Lettres d'Adélaïde de Souza à Charles de Flahaut, son fils
(CHAN 565 AP 9)
17 avril 1823

Mon cher enfant, me revoilà avec un de mes gros rhumes et les quintes de toux me font un mal au côté horrible. Ah ! quel temps que celui où la vieillesse commence avec tous ses agréments ! Il est vrai que nous avons eu un vent d'est qui a causé ici bien des maladies, voir même des morts de tout âge. Nous sommes toujours dans l'ignorance complète du sort de Louis. Sa personne et son nom semblent avoir sombré sans voile, et, entre nous, ses compatriotes qui sont ici réfugiés et cachés sous leurs coquilles, et leur intolérance commencent à s'en scandaliser. Papa l'ignore, mais un d'eux qui avait pris un ton dévôt pour en gémir devant moi, m'a inspiré de lui répondre aussi d'une voix douce et flattée : "Ah ! mon Dieu, que je voudrais le voir aussi tranquille, aussi en sûreté que vous l'êtes ici". Il est bien vrai que l'esprit a cela d'admirable, c'est que chacun voudrait que son voisin fût martyr. Enfin, nous ne savons rien de Louis, et tous les soirs quand papa me quitte pour courir au ... lire les gazettes, je tremble toujours de ce qu'il peut y trouver.

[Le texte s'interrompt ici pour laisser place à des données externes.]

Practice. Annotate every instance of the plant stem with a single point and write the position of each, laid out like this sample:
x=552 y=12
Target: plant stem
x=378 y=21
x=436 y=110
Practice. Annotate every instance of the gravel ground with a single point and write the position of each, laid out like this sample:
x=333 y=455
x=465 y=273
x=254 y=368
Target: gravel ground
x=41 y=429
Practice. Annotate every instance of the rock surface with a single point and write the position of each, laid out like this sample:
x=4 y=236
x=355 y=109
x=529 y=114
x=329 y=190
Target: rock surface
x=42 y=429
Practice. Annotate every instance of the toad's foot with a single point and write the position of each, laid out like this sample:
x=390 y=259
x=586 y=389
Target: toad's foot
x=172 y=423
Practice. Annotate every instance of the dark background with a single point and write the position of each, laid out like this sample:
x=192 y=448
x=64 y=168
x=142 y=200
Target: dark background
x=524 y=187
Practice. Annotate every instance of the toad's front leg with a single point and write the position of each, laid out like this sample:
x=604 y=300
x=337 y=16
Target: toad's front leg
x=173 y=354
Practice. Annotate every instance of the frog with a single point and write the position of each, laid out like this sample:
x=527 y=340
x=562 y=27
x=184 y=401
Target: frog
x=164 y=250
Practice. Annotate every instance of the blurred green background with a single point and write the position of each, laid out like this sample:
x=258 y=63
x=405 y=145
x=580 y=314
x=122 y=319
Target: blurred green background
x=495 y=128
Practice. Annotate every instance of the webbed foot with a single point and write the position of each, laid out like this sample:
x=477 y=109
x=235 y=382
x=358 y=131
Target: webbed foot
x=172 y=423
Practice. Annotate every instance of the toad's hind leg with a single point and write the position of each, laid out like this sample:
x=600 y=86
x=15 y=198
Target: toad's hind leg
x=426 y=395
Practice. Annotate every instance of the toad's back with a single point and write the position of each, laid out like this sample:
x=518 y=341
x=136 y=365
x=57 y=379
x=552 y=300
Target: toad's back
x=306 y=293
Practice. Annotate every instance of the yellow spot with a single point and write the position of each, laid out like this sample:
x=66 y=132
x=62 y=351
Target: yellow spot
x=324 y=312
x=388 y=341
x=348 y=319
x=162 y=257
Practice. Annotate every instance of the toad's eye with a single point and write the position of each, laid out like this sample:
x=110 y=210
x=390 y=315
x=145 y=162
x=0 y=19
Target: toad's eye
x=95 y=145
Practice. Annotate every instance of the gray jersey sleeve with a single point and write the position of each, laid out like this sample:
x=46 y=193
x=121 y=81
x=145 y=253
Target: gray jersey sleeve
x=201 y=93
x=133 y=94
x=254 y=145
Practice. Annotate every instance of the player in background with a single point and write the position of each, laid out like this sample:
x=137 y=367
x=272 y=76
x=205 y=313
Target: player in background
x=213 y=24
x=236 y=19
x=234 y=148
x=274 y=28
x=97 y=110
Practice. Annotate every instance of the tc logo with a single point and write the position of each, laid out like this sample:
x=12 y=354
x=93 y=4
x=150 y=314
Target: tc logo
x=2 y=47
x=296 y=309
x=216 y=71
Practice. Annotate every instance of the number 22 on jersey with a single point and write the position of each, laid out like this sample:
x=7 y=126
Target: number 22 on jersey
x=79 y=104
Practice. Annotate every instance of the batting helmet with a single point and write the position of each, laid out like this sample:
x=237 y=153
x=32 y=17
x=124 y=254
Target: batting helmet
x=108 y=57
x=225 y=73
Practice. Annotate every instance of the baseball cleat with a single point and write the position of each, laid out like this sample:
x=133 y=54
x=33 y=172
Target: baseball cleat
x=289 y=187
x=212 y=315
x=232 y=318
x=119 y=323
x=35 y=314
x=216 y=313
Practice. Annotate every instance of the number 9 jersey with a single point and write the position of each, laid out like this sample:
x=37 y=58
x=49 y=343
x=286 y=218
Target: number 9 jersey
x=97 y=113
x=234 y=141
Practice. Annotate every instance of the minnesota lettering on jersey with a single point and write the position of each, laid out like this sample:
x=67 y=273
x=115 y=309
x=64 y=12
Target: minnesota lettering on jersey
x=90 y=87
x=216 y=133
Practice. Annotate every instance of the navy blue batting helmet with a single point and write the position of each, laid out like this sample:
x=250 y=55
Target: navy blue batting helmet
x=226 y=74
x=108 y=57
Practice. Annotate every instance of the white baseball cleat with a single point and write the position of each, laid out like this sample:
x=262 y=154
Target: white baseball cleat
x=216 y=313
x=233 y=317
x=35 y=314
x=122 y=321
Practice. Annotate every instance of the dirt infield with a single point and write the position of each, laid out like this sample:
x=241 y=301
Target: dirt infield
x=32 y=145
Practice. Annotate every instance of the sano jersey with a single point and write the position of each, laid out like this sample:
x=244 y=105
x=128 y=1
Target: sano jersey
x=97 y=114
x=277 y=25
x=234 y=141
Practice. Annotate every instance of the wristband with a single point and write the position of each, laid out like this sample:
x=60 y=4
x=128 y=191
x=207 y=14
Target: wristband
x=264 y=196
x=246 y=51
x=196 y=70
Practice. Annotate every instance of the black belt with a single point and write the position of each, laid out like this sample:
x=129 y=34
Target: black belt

On distribue les prix du premier semestre du lycée, et l'on m'assure qu'Auguste aura le 6ème accessit, ce qui est beaucoup pour la première année qu'il y va. En parlant d'Auguste, vous saurez que nous vous avons ... à deux robes par an pour Mme Muron, une aux étrennes, vous avez donné celle-là, mais il en faut aussi une pour sa fête qui arrive au mois de mai. Celle-là nous la voulons rose, parce que Mme Muron est une jeune femme prête d'accoucher, enfin, il nous faut le plus tôt que vous pouvez l'envoyer, une très jolie robe, et tous les ans nous nous remémorons cette demande en septembre et avril. Ces petites attentions font que l'on a plus de soin des enfants, et Auguste avec son caractère, ses étourderies, demande beaucoup plus de soins qu'un autre enfant. Il nous faut aussi un grand ... parce qu'en France on ne sait pas faire de robes à moins de 7 aunes et demie à 8 aunes de France. Vous enverrez votre paquet à M. Numann (?) qui l'enverra à M. de Vincent qui me le fera passer ! Je suis très contente de cette pension, et sous tous les rapports on est à merveille, quoiqu'un peu sévèrement quant aux sorties. N'oubliez pas, ne négligez pas la robe de Mme Muron. Je ne vous condamne qu'à ce soin, mon bon et cher Charles. Si vous y joigniez deux gilets pour M. Muron ve serait une magnificence dont je vous saurais bien bon gré. Le général Drouot et Gabriel dînent chez moi le 21 avril, c'est mon jour le plus heureux de l'année, nous boirons à votre santé et à celle de ce petit garçon que nous vous souhaitons.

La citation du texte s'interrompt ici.